Peter Gacs attended high school in his hometown, then obtained a diploma (M.S.) at Loránd Eötvös University in Budapest in 1970. Gacs started his career as a researcher at the Applied Mathematics Institute of the Hungarian Academy of Science. He obtained his doctoral degree from the Goethe University Frankfurt in 1978. Throughout his studies he had the opportunity to visit Moscow State University and work with Andrey Kolmogorov and his student Leonid A Levin. Through 1979 he was a visiting research associate at Stanford University. He was an assistant professor at University of Rochester from 1980 until 1984 when he moved to Boston University where he received tenure in 1985. He has been full professor since 1992.

== Work ==
Gacs has made contributions in many fields of computer science. It was Gács and László Lovász who first brought ellipsoid method to the attention of the international community in August 1979 by publishing the proofs and some improvements of it. Gacs also gave contribution in the Sipser–Lautemann theorem. His main contribution and research focus were centered on cellular automata and Kolmogorov complexity.

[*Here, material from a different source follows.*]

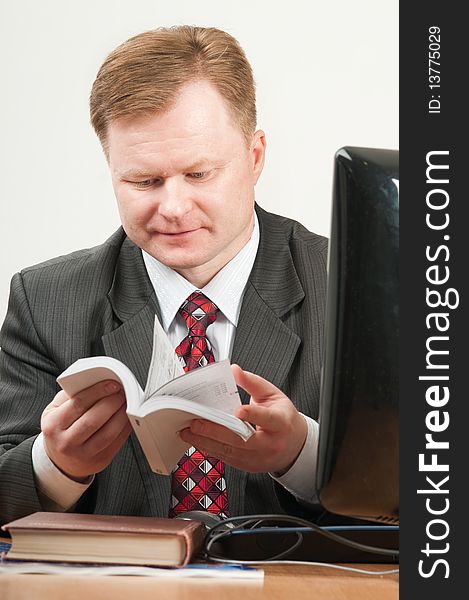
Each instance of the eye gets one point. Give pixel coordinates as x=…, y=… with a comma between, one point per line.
x=146, y=183
x=197, y=175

=== Work on cellular automata ===

His most important contribution in the domain of cellular automata besides the GKL rule (Gacs–Kurdyumov–Levin rule) is the construction of a reliable one-dimensional cellular automaton presenting thus a counterexample to the positive rates conjecture. The construction that he offered is multi-scale and complex. Later, the same technique was used for the construction of aperiodic tiling sets.

=== Work on algorithmic information theory and Kolmogorov complexity ===

Gacs authored several important papers in the field of algorithmic information theory and on Kolmogorov complexity. Together with Leonid A. Levin, he established basic properties of prefix complexity including the formula for the complexity of pairs and for randomness deficiencies including the result rediscovered later and now known as ample excess lemma. He showed that the correspondence between complexity and a priori probability that holds for the prefix complexity is no more true for monotone complexity and continuous a priori probability. In the related theory of algorithmic randomness he proved that every sequence is Turing-reducible to a random one (the result now known as Gacs–Kucera theorem, since it was independently proven by Antonin Kucera). Later he (with coauthors) introduced the notion of algorithmic distance and proved its connection with conditional complexity.

He was one a pioneer of algorithmic statistics, introduced one of the quantum versions for algorithmic complexity, studied the properties of algorithmic randomness for general spaces and general classes of measures. Some of these results are covered in his surveys of algorithmic information theory. He also proved results on the boundary between classical and algorithmic information theory: the seminal example that shows the difference between common and mutual information (with János Körner).
Together with Rudolf Ahlswede and Körner, he proved the blowing-up lemma.